Il problema è che quando vieni tradito ti senti messo in secondo piano e questo ti porta a sentirti inferiore all'altro/a..
A lungo andare ti immagini di tutto e di più... e non solo per quel che riguarda il sesso ma anche e sopratutto ti senti escluso da chissa quali momenti affettivi e di intimità..
col tempo le cose peggiorano e da te è facile che esca il lato peggiore..
In termini di sofferenza ti conviene toglierti lo sfizio di mandare l'altro a fare in c... riaquistando così un pò di autostima e tolta questa soddisfazione cancella dalla tua mente e dalla tua vita il traditore e pensa a te stesso..
Hai detto una cosa profondissima.
Ma non pensi che spetta anche al tradito accettare o meno questo stato di cose?
In questo senso io penso, che si possa pensare di andare con un'altra persona.
Ammetto, lo confesso, di aver agito in questo modo: tu mi rifiuti?

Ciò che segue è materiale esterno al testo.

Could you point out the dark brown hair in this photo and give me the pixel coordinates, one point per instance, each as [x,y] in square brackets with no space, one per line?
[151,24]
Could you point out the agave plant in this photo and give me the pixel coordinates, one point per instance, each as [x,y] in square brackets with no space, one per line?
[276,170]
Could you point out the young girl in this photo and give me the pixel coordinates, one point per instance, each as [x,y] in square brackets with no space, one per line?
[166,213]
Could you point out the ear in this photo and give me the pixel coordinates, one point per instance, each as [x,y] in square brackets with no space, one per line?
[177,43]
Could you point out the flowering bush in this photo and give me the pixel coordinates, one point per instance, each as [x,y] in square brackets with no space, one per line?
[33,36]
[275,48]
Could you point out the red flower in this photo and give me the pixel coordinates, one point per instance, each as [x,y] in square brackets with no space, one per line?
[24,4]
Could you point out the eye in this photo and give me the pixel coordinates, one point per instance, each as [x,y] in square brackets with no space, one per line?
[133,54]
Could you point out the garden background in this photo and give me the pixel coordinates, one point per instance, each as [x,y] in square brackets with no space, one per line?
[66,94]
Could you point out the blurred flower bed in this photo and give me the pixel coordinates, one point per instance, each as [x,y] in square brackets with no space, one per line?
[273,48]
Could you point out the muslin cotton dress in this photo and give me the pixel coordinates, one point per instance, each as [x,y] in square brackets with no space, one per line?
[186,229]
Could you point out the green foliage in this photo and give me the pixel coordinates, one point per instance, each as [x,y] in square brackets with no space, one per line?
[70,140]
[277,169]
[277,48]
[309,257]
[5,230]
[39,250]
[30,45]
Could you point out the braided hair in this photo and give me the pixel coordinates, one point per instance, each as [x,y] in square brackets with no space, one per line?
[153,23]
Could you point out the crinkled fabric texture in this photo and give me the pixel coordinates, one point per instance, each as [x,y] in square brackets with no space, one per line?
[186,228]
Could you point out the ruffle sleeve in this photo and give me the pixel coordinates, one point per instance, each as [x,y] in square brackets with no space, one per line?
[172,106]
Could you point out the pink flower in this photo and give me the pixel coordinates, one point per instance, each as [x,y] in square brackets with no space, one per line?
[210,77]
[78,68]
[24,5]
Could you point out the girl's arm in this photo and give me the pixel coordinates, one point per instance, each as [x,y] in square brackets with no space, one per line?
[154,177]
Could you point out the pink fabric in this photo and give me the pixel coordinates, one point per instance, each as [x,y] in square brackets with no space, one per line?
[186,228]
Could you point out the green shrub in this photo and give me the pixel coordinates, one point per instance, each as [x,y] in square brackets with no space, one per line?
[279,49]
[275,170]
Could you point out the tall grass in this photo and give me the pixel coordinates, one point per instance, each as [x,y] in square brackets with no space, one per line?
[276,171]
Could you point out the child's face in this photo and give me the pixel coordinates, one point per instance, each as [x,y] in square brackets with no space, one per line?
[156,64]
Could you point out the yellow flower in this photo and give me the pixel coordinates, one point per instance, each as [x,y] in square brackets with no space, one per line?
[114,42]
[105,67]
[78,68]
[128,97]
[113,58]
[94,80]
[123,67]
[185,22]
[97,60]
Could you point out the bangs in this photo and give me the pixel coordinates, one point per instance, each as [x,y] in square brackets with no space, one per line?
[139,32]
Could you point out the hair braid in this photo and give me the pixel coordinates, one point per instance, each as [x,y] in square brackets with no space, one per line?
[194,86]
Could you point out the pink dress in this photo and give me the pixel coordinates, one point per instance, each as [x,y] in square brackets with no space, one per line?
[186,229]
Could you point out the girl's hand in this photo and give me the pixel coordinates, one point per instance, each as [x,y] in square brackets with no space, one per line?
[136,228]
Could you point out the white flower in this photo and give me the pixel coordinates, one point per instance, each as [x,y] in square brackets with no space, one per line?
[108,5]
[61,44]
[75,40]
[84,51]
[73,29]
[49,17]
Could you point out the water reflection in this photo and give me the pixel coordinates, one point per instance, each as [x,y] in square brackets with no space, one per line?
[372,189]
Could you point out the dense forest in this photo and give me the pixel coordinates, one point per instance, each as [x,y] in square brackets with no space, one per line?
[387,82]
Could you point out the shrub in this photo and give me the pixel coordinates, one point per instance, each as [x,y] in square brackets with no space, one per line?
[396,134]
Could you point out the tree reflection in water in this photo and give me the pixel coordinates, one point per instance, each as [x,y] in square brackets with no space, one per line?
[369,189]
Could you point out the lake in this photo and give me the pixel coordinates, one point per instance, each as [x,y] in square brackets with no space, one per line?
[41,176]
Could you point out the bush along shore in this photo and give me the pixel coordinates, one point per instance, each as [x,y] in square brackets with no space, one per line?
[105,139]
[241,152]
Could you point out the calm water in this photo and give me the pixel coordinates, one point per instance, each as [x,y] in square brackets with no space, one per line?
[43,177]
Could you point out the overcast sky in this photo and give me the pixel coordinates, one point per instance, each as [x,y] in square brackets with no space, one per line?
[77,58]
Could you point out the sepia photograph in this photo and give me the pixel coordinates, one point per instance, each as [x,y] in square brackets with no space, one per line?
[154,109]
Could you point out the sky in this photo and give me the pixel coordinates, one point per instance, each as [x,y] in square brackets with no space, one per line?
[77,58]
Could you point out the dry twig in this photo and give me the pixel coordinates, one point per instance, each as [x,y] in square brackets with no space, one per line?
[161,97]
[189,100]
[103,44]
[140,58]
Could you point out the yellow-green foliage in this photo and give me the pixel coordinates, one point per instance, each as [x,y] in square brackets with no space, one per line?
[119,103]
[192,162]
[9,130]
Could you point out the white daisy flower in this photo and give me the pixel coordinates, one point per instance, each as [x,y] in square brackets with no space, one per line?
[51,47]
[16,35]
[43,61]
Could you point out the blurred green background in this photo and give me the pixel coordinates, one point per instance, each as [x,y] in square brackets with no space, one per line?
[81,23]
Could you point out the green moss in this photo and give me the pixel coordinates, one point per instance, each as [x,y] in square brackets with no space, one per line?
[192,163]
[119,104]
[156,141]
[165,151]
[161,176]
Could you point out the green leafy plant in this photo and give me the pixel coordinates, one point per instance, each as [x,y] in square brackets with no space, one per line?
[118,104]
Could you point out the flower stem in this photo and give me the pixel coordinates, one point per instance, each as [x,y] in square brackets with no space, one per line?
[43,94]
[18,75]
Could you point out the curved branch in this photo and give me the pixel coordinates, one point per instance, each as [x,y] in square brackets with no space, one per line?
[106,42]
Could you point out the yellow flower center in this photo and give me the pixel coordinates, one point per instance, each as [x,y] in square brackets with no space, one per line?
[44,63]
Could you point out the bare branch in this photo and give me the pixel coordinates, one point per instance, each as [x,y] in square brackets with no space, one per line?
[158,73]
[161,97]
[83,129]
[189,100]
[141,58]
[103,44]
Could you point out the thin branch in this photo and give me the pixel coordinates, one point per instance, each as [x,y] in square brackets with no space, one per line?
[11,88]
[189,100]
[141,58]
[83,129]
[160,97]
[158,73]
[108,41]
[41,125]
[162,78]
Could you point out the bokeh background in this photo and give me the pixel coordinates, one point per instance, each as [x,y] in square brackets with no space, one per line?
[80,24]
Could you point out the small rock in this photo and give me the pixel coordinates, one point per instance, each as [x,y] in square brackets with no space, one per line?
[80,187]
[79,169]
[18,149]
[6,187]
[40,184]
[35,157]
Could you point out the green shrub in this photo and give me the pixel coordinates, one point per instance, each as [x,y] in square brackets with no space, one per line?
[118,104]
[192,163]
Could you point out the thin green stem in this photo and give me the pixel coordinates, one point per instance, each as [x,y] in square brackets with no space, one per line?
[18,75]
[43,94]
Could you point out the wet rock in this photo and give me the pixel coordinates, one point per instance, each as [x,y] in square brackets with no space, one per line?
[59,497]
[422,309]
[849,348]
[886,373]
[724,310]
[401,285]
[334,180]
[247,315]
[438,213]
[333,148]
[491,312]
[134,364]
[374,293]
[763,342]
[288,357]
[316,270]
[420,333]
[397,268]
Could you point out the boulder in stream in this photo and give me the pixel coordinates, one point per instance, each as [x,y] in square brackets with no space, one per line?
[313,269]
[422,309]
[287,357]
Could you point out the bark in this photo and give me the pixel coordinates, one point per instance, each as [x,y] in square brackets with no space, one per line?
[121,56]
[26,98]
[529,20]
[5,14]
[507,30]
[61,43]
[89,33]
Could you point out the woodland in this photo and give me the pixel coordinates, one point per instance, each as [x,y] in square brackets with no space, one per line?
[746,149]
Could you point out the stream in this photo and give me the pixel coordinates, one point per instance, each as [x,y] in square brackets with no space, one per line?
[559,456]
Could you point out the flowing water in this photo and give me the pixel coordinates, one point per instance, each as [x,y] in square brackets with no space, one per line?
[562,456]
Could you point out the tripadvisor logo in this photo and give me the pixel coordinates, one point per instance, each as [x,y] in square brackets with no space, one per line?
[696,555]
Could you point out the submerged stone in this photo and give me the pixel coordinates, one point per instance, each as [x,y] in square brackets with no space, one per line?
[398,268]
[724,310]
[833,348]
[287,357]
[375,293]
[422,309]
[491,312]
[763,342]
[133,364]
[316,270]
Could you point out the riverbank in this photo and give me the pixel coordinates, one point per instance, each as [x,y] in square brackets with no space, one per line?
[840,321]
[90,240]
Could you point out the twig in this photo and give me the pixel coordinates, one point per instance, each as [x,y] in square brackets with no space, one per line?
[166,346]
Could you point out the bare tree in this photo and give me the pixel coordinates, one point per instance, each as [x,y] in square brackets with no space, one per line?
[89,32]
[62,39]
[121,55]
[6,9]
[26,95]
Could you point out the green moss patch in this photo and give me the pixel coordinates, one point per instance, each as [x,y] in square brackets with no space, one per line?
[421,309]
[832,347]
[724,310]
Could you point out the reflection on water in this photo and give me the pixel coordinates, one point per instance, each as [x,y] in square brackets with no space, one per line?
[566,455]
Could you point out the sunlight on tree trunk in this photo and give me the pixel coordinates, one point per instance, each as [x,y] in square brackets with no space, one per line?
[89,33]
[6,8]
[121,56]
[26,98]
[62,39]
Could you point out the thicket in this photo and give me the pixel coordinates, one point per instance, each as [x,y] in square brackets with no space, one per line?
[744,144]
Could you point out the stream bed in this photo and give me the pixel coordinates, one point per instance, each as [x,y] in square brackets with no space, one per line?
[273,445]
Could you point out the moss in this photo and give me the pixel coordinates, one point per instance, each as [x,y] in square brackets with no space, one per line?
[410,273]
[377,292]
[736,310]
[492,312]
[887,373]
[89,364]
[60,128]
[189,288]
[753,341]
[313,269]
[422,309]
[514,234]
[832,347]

Ok, benissimo, vado a prendermela altrove, perchè non posso accettare di vedermi come uno sfigato, un cagnolino che aspetta l'osso.
L'immaginazione va tenuta a freno...
E come fare?
Continuare a parlarne?
Purtroppo noi non assistiamo al momento in cui lei o lui, fa l'amore con un'altra persona.
E il traditore può raccontarci tutto quel che vuole.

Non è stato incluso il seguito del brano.